What P4, P5, and P6 actually look like in the same problem
Consider the linear regression from-scratch problem. How responses differ by level:
- P4 (mid): Implements correctly, can explain the gradient. May not immediately see L2 regularization without prompting. Hire if signal is consistent.
- P5 (senior): Implements correctly, derives the gradient from loss, discusses regularization, batch vs SGD trade-offs, when to use this vs. normal equation. Hire-strong.
- P6 (staff): All of P5, plus discusses productionization: how would this fit in a feature store pipeline, what monitoring would you add, when would you retrain. The coding is the same; the conversation around it doubles in scope. Hire-strong, considered for staff.
A 14-day prep plan for an Atlassian ML loop
- Days 1-2: Drill from-scratch ML: implement K-means, linear regression with gradient descent, logistic regression, a basic decision tree, and matrix factorization. NumPy only.
- Days 3-4: Classical algorithms. Top 25 problems from our LeetCode patterns post, with extra weight on heap, hashmap, and graph problems.
- Days 5-7: ML system design. Pick 3 systems and design them end-to-end: a recommendation system, a fraud detection system, an embedding service. Cover data, training, serving, monitoring.
- Days 8-9: Model debugging practice. Take public Kaggle notebooks with poor performance and write a debugging report for each.
- Days 10-11: Behavioral / Values prep. Write one specific STAR story per Atlassian value. Practice telling each in under 4 minutes.
- Days 12-13: Mock interview each round type once. Use our solo mock interview techniques if you don't have a partner.
- Day 14: Rest. Reread one favorite ML paper to keep your conversational gear loose. Don't drill.

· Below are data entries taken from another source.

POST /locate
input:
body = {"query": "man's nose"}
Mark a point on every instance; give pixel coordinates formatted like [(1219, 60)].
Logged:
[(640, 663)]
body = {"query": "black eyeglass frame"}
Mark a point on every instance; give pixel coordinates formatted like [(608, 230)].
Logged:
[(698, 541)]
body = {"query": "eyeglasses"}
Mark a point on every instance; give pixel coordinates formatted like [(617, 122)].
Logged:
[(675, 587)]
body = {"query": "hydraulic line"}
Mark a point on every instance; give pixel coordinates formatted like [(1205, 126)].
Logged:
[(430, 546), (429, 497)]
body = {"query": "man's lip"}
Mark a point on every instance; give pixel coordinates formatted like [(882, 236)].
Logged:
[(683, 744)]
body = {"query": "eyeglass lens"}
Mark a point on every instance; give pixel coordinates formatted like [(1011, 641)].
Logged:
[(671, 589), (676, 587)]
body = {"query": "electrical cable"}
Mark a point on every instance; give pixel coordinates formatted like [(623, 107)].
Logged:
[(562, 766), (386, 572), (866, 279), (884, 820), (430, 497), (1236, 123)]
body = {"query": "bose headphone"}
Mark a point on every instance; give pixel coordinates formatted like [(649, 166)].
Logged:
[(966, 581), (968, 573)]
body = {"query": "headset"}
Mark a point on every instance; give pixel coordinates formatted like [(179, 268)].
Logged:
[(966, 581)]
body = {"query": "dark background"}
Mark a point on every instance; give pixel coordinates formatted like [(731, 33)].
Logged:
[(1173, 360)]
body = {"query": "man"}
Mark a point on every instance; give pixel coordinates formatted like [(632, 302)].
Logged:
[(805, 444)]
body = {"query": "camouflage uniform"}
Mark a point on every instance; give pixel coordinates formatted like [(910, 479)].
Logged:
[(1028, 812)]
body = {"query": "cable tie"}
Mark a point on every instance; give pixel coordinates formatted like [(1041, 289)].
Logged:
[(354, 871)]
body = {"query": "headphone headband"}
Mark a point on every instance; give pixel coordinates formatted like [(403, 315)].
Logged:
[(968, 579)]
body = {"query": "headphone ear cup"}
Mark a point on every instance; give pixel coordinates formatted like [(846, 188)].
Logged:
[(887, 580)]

Practice ML and behavioral rounds with AI live during your Atlassian Zoom interview
CoPilot Interview surfaces structured answers in about 4 seconds during real Zoom calls. Free for Windows and macOS, invisible on screen-share.
Download freeFAQ
What does the Atlassian ML coding interview look like?
Three to five technical rounds depending on level. The coding rounds blend classical algorithm problems (one or two LeetCode mediums) with from-scratch ML implementations (k-means, linear regression with gradient descent, simple decision tree). At least one round is dedicated to ML system design or ML model debugging. Plus a Values round that all Atlassian engineers go through.

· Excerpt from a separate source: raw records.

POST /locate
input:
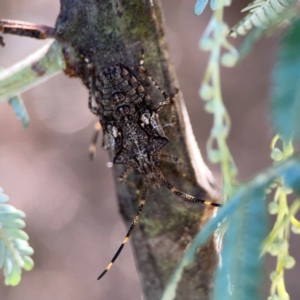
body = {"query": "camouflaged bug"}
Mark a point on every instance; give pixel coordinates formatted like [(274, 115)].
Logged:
[(128, 117), (132, 130)]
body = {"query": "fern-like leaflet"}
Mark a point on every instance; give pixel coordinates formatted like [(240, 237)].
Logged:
[(14, 249), (262, 13)]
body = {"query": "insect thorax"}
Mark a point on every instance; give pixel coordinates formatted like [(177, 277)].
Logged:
[(131, 127)]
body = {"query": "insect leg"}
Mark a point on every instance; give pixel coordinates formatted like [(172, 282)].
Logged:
[(40, 32), (126, 239), (171, 158), (92, 147), (185, 196)]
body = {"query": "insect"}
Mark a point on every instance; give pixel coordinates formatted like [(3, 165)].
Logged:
[(132, 130)]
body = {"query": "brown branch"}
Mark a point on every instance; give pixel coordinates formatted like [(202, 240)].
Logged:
[(115, 31), (112, 32)]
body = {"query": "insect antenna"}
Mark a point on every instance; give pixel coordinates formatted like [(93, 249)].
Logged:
[(126, 239), (185, 196)]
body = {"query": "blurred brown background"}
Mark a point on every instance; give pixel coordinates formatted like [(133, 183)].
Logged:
[(72, 216)]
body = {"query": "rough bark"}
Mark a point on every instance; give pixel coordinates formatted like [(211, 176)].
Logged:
[(115, 31)]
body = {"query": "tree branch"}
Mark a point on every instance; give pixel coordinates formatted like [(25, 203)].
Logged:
[(115, 31)]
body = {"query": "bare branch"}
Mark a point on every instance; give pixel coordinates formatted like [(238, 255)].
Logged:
[(36, 68)]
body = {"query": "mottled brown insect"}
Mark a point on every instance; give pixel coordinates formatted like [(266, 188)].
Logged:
[(128, 117), (132, 130)]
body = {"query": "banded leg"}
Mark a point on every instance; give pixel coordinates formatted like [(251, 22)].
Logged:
[(124, 175), (171, 158), (40, 32), (126, 239), (185, 196), (92, 147)]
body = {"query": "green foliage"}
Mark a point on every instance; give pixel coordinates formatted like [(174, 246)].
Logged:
[(245, 215), (20, 110), (15, 251), (261, 14), (285, 96), (214, 40), (214, 4), (240, 262)]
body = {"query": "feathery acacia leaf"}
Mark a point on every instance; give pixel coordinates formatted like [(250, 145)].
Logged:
[(247, 202), (262, 14), (285, 93), (14, 248)]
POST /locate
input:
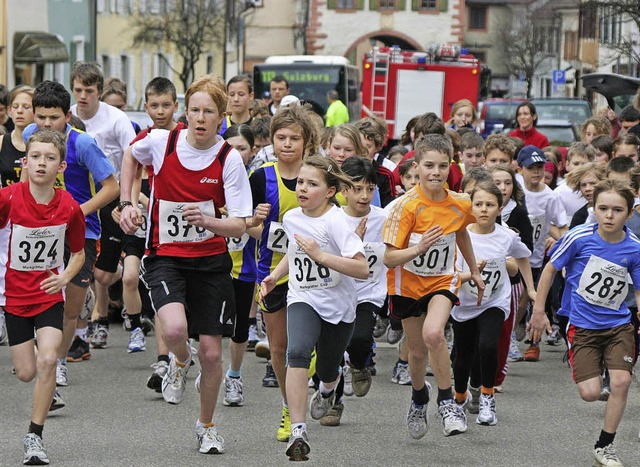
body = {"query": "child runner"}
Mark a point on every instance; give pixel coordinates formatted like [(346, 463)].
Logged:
[(42, 218), (421, 233), (273, 189), (598, 258), (90, 180), (244, 272), (400, 373), (463, 115), (345, 142), (367, 221), (323, 256), (545, 210), (160, 103), (477, 328), (472, 146), (514, 214), (186, 263)]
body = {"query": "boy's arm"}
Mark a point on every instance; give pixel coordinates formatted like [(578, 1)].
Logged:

Do I need to implement ML algorithms from scratch?
Yes, expect at least one from-scratch implementation. Common asks: implement k-means clustering, linear regression with gradient descent, a basic neural network forward pass, or a recommendation algorithm using collaborative filtering. You will use NumPy at most; you cannot use scikit-learn, PyTorch, or TensorFlow. The point is testing whether you understand the math behind the libraries you use daily.
What are Atlassian's company values and why do they matter?
Five values: Open Company No Bullshit, Build with Heart and Balance, Don't BS the Customer, Play as a Team, Be the Change You Seek. The Values round explicitly grades fit against these, particularly the first and fourth - directness and collaboration. They are not a formality; engineers have been declined for technical-but-not-values-aligned signal.
What is the difference between Atlassian P4, P5, and P6?
P4 is mid-level engineer (3-5 years experience). P5 is senior, owns features end-to-end, mentors P4s. P6 is staff, drives multi-team initiatives, owns architectural decisions. For ML engineers, P5 expects you to ship a model to production end-to-end (data pipeline, training, deployment, monitoring); P6 expects you to design the ML platform other teams use. Coding bar is similar across P4/P5; system design bar diverges sharply.
Is the Atlassian interview remote or in-person?
Atlassian was the first major tech company to declare permanent fully-remote (their TEAM Anywhere policy). All interviews are conducted via Zoom unless you explicitly request in-office at their Sydney, San Francisco, Austin, or Bengaluru offices. The interview format is identical either way.